To use the machine, all you have to do is position yourself on a seat and plant your feet firmly on the ground. Take a grip of the handles and turn the pedals using your arms, just as you would with your feet on a bicycle. This exercise requires upper body endurance, and thus, is a good cardio workout, too.

7. Pre- and Post-Exercise Stretches For The Foot

You can also perform the following stretches to increase flexibility. Do this before your workout to prepare your foot, ankle, and lower legs.

  • Ankle Pump Up– Point your toes upward as if you’re trying to touch your toes. This helps improve your foot’s upward movement or dorsiflexion and reinforces your shin.
  • Ankle Pump Down– Point your toes downward until you feel your calf muscles flexing. This helps enhance the downward movement of the foot and strengthens your calf muscles.
  • Toe Flexes- This exercise helps strengthen both the feet and toes. It involves raising, pointing, and curling your toes.
  1. Start by sitting on a chair and planting your feet on the floor.  Raise your heels and hold for five seconds, then lower your heels.
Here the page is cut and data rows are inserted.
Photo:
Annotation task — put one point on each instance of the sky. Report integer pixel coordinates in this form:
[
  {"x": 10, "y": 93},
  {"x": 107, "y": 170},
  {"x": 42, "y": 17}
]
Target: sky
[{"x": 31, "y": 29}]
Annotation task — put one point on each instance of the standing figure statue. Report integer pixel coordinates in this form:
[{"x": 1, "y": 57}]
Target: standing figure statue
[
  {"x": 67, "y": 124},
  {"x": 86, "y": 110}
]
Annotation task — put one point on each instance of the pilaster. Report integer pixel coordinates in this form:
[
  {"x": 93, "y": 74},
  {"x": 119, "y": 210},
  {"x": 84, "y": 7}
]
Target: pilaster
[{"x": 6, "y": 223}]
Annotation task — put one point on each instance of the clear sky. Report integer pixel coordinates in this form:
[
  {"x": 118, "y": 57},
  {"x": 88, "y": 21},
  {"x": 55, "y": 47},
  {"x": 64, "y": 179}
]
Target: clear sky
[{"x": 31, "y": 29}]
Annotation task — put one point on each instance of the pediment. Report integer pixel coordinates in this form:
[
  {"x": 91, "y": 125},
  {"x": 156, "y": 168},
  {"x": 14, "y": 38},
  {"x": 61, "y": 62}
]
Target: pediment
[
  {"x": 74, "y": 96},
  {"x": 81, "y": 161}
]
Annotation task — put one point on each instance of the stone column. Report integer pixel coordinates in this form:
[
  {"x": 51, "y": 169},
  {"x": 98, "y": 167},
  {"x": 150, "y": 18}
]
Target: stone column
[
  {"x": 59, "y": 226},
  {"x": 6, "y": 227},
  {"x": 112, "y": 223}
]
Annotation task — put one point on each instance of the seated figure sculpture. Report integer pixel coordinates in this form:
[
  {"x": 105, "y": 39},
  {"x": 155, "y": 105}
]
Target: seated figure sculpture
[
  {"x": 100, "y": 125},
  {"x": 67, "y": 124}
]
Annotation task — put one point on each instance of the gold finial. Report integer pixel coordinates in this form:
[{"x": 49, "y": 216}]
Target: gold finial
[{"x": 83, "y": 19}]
2. Raise your heels again and point your toes until only the big and second toes are touching the floor. Hold this position for five seconds, then lower your feet.

  1. Finally, raise your heels and flex the toes inward. Hold the position for five seconds
  2. Perform at least 10 repetitions.
  • Toe Pick Ups- With foot or ankle injury, the muscles in your foot may become compacted. To improve your toes’ flexibility and strength, scatter small objects on the floor. Pick these items up using your toes then transfer them. Make at least three repetitions daily.
  • Cold Bottle Massage- This is one of the best ways to wind down following your exercise. To do this, all you have to do is chill or freeze a water bottle.Place the frozen or chilled bottle on the floor horizontally and roll your foot over it for about five minutes. If the bottle is frozen, consider placing a thin cloth around it to protect your foot from getting frostbite. Also, make sure to keep your foot moving. Stop if you feel pain or if your foot becomes numb.

The Bottom Line

Supporting your body’s weight and keeping your balance is by no means an easy feat. That’s why you need to take care of your feet not only while performing exercises but every time you move.

In case of an injury, avoid workout routines that place stress on the affected area, such as running and jogging. Your best bet is performing low-impact cardio exercises such as swimming, cycling, jumping rope, and rowing.

Additionally, performing specific exercises helps improve foot strength and flexibility. These should be done not only while nursing an injury but as part of a pre- and post-exercise routine.

To avoid re-injuring yourself or delaying your recovery, don’t forget to talk to your doctor before starting your post-injury exercise routine.